I did not wait for more, but like one flying from some dreaded enemy I rushed through the garden, and gained the road, my heart torn with many a conflicting thought; the bitterest of all being the memory of Minette, the orphan girl, who alone of all the world cared for me. Oh! if strong, deep-rooted affection, the love of a whole heart, can raise the spirit above the every-day contentions of the world,—can ennoble thought, refine sentiments, and divest life of all its meaner traits, making a path of flowers among the rocks and briers of our worldly pilgrimage; so does the possession of affection for which we cannot give requital throw a gloom over the soul, for which there is no remedy. Better, a thousand times better, had I borne all the solitary condition of my lot, unrelieved by one token of regard, than think of her who had wrecked her fortunes on my own.
With many a sad thought I plodded onward. The miles passed over seemed like the events in some troubled dream; and of my journey I have not a recollection remaining. It was late in the evening when I reached the Barrière de l'Étoile, and entered Paris. The long lines of lamps along the quays, the glittering reflection in the calm river, the subdued but continual hum of a great city, awoke me from my reverie, and I bethought me that my career of life must now begin anew, and all my energies must be called on to fashion out my destiny.

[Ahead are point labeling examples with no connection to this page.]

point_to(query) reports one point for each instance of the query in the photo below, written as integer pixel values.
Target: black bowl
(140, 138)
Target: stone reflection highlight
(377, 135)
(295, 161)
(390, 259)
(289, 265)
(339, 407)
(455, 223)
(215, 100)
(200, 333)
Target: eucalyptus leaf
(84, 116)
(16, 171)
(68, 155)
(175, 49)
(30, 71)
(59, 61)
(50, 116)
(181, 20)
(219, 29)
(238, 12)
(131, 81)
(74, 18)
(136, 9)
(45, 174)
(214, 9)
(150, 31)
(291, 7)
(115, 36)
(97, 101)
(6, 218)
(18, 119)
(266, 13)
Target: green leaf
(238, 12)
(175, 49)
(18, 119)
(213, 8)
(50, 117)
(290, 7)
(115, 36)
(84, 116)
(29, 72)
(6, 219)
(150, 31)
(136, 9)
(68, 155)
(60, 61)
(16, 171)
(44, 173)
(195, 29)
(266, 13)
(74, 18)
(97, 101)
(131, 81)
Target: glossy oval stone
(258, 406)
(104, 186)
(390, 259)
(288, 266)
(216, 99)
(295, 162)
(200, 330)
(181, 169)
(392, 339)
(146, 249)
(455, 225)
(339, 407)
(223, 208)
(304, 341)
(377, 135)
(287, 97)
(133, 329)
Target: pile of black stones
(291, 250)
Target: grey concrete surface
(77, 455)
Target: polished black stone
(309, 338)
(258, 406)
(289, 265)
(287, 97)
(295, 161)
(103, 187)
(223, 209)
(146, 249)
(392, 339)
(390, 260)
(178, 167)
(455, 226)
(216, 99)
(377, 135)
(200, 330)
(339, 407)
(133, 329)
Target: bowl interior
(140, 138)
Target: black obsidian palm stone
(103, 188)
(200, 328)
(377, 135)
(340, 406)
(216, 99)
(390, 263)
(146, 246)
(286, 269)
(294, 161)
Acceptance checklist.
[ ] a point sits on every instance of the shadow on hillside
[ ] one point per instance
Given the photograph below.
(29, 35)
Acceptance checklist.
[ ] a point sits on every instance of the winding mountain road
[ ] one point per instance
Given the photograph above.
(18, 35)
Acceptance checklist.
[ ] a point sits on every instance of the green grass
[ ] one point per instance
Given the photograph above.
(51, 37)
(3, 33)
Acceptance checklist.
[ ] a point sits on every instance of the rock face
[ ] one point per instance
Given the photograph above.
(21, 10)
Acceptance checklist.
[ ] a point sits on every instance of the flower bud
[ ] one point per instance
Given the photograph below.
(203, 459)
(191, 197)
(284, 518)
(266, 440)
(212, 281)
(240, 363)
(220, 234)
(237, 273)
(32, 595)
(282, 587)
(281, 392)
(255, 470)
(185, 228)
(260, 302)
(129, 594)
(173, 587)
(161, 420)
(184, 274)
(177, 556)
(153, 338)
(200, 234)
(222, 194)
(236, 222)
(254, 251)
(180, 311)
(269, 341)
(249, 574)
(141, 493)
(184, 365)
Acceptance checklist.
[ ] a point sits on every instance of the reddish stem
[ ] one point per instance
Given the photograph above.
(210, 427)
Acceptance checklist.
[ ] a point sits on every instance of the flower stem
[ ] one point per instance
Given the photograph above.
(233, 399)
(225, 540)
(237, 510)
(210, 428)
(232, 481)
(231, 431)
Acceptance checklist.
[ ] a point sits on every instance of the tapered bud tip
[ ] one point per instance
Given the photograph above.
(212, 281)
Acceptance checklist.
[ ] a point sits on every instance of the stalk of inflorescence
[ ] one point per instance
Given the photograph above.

On the morning after my arrival I presented myself, in compliance with the requisite form, before the minister of police. Little information of mine was necessary to explain the circumstances under which I was placed. He was already thoroughly acquainted with the whole, and seemed in nowise disposed to evince any undue lenity towards one who had voluntarily quitted the service of the Emperor.
“Where do you purpose to remain, sir?” said the préfet, as he concluded a lengthened and searching scrutiny of my appearance.
“In Paris,” I replied, briefly.
“In Paris, I suppose,” said he, with a slight derisive curl of the lip,—“of that I should think there can be little doubt; but I wished to ascertain more accurately your address,—in what part of the city.”